Mutations help Epsilon coronavirus variant evade vaccine immunity, says study
What's the story
Three mutations in the spike protein of the Epsilon variant of SARS-CoV-2 help the virus to evade the protection offered by current vaccines or past COVID-19 infection, a study said.
The mutations provide the variant of concern—named CAL.20C—a means to totally evade specific monoclonal or lab-made antibodies used in clinics, and reduce the effectiveness of antibodies from plasma of vaccinated people, researchers said.
Variant
Epsilon variant relies on an indirect and unusual neutralization-escape strategy
The team, led by researchers at the University of Washington in the US, visualized the variant's infection machinery to see what is different from the original configuration of the coronavirus, and what the implications of these changes are.
The findings, published in the journal Science on July 1, show that the Epsilon variant "relies on an indirect and unusual neutralization-escape strategy."
Analysis
Precursor to Epsilon variant emerged in May 2020 in California
Neutralizing antibodies are an important specific defense against viral invaders.
A molecular clock analysis shows that the precursor to the Epsilon variant emerged in May last year in California.
By the summer of 2020, it had diverged into its B.1.427/B.1.429 lineages and spread across the US.

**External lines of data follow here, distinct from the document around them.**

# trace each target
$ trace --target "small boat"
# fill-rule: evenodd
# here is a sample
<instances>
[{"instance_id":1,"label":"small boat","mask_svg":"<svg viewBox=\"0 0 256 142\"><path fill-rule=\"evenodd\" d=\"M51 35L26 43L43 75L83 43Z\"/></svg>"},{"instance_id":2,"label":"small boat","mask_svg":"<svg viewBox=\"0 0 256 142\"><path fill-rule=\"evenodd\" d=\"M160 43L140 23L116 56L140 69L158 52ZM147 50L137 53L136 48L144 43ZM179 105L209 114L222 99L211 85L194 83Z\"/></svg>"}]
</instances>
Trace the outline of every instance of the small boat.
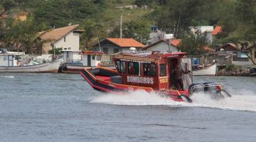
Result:
<instances>
[{"instance_id":1,"label":"small boat","mask_svg":"<svg viewBox=\"0 0 256 142\"><path fill-rule=\"evenodd\" d=\"M84 68L82 76L95 90L126 93L130 90L154 92L175 101L191 103L194 92L203 92L219 99L230 97L219 83L193 84L191 59L185 52L119 53L113 60L116 70L104 67ZM177 66L182 75L184 90L175 87L173 70Z\"/></svg>"},{"instance_id":2,"label":"small boat","mask_svg":"<svg viewBox=\"0 0 256 142\"><path fill-rule=\"evenodd\" d=\"M1 51L0 53L0 72L15 73L57 73L62 59L35 65L19 66L18 56L23 52Z\"/></svg>"},{"instance_id":3,"label":"small boat","mask_svg":"<svg viewBox=\"0 0 256 142\"><path fill-rule=\"evenodd\" d=\"M215 76L217 65L214 63L204 68L193 68L193 76Z\"/></svg>"},{"instance_id":4,"label":"small boat","mask_svg":"<svg viewBox=\"0 0 256 142\"><path fill-rule=\"evenodd\" d=\"M103 52L89 50L81 52L66 50L62 50L62 52L64 53L64 65L62 67L61 72L67 74L79 74L84 68L100 66L102 55L104 55ZM70 60L69 59L69 58L71 58L69 57L70 55L73 55L73 56L76 55L76 58L79 58L80 60L77 61Z\"/></svg>"}]
</instances>

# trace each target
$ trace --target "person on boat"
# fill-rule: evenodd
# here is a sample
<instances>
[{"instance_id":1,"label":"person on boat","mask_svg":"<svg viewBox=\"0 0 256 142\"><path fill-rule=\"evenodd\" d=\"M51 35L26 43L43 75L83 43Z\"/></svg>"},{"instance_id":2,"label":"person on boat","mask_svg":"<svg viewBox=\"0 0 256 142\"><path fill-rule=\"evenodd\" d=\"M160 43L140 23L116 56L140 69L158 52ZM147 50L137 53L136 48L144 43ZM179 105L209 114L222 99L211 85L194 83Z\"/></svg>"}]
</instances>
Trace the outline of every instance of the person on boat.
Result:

The variant has been reported in at least 34 other countries since then.
Information
Plasma's neutralizing potential against Epsilon was reduced about 2-3.5 fold
The researchers tested the resilience against the Epsilon variant of plasma from people who were exposed to the virus, as well as vaccinated people. The neutralizing potential of the plasma against the Epsilon variant of concern was reduced about 2 to 3.5 fold, they said.
Infection
The variant infects cells through its spike glycoprotein
Like the original SARS-CoV-2 virus identified in Wuhan, China in December 2019, the Epsilon variant infects cells through its spike glycoprotein - the structure that crowns the surface of the virus and helps it to infect the human cells.
The researchers found that the Epsilon mutations were responsible for rearrangements in critical areas of the spike glycoprotein.
Information
One mutation affected the receptor-binding domain on spike glycoprotein
Visualizing these mutations helps explain why antibodies had difficulty binding to the spike protein, according to the researchers. One of the three mutations in the Epsilon variant affected the receptor-binding domain on the spike glycoprotein, they said.
Mutations
Other two mutations affected the N-terminal domain
This mutation reduced neutralizing activity of 14 of 34 neutralizing antibodies specific to the receptor-binding domain, including clinical stage antibodies.
The other two mutations affected the N-terminal domain, which is the start of the spike protein.
The mutations also resulted in a total loss of neutralization by 10 out of 10 antibodies tested specific to the N-terminal domain in the spike protein, researchers said.